Business

OMV Sells 5% Stake in Ghasha Concession to Lukoil

Austria-headquartered oil and gas player OMV said that it has entered into a deal with Lukoil Gulf Upstream, a subsidiary of Russia’s Lukoil, to divest 5% of its stake in Ghasha Concession, a giant sour gas development off the coast of the United Arab Emirates (UAE) for a cash consideration of $594 million minus $100 million transaction fee.

Ghasha concession, said to be the world’s largest offshore sour gas development, is owned by a consortium led by Abu Dhabi National Oil Company (ADNOC), which holds a 55% stake. As OMV has opted to dispose of its interest, the list of other shareholders will now include Eni (25%), PTTEP (10%), and Lukoil (10%).

The concession comprises multiple projects, encompassing the Hail, Ghasha, Dalma, Nasr, Satah al Razboot (SARB), Bu Haseer, Shuweihat, and Mubarraz offshore sour gas fields.
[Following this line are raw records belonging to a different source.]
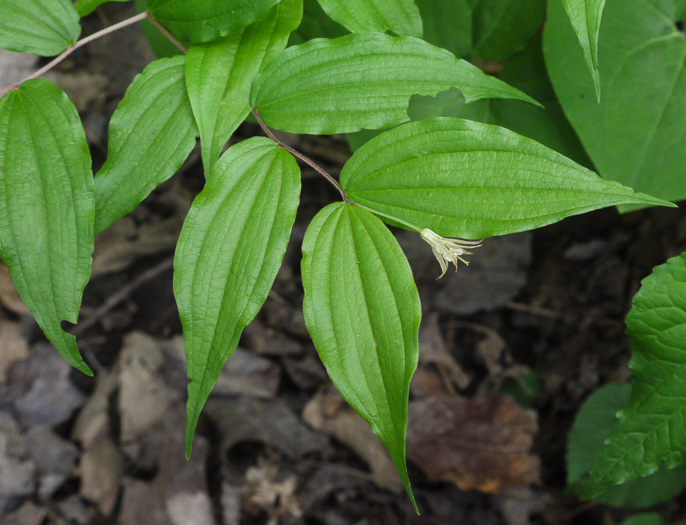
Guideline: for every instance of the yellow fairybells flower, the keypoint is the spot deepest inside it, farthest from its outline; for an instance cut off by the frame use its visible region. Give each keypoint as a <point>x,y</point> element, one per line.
<point>448,250</point>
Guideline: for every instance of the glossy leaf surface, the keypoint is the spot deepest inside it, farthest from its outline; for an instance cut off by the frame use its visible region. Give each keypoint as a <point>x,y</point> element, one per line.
<point>525,71</point>
<point>362,81</point>
<point>315,24</point>
<point>46,207</point>
<point>635,135</point>
<point>152,132</point>
<point>41,27</point>
<point>585,16</point>
<point>471,180</point>
<point>362,310</point>
<point>221,100</point>
<point>230,249</point>
<point>376,16</point>
<point>448,25</point>
<point>592,427</point>
<point>86,7</point>
<point>204,20</point>
<point>649,432</point>
<point>488,29</point>
<point>502,27</point>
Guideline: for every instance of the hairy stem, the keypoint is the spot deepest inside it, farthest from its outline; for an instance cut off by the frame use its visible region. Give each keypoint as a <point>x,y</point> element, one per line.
<point>74,47</point>
<point>300,156</point>
<point>390,217</point>
<point>129,21</point>
<point>166,33</point>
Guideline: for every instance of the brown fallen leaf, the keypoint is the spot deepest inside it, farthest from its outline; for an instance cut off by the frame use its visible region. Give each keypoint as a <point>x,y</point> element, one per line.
<point>13,347</point>
<point>9,296</point>
<point>480,443</point>
<point>102,469</point>
<point>329,413</point>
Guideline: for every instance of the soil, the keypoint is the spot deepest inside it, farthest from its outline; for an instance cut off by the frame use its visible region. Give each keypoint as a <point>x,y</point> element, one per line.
<point>276,444</point>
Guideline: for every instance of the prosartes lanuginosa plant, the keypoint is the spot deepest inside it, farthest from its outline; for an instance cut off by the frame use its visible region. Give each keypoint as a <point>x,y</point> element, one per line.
<point>384,74</point>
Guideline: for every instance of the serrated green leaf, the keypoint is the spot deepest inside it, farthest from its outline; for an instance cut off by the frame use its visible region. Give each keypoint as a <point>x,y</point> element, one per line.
<point>471,180</point>
<point>591,428</point>
<point>649,432</point>
<point>362,311</point>
<point>221,101</point>
<point>362,81</point>
<point>376,16</point>
<point>46,207</point>
<point>203,21</point>
<point>230,249</point>
<point>152,132</point>
<point>648,518</point>
<point>41,27</point>
<point>641,57</point>
<point>86,7</point>
<point>585,16</point>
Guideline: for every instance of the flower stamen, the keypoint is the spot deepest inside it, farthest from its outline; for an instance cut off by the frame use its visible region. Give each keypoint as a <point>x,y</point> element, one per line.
<point>447,250</point>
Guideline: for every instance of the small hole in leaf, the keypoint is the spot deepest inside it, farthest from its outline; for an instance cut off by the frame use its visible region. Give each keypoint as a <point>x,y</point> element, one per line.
<point>68,327</point>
ADNOC made a final investment decision (FID) in 2023 and handed out a batch of contracts valued $16.9 billion for the Hail and Ghasha offshore gas development.

Gas Production

The Ghasha concession in Abu Dhabi, which includes the Hail and Ghasha, is expected to produce more than 1.5 billion standard cubic feet per day of gas by 2030.

The first steel for structures for the project was installed last year and the development will entail fully unmanned offshore facilities, aims to operate with net-zero carbon dioxide (CO2) emissions, supporting the UAE player’s net-zero by 2045 ambition.

This project is part of the Ghasha concession, a key component of ADNOC’s integrated gas masterplan and an important enabler of gas self-sufficiency for the United Arab Emirates, which is set to produce more than 1.5 billion standard cubic feet per day (bscfd) of gas before the end of the decade.

The Hail and Ghasha development design combine decarbonisation technologies into one integrated solution, aiming to capture 1.5 million tonnes per year (MTPA) of CO2, taking ADNOC’s committed investment for carbon capture capacity to almost 4 MTPA.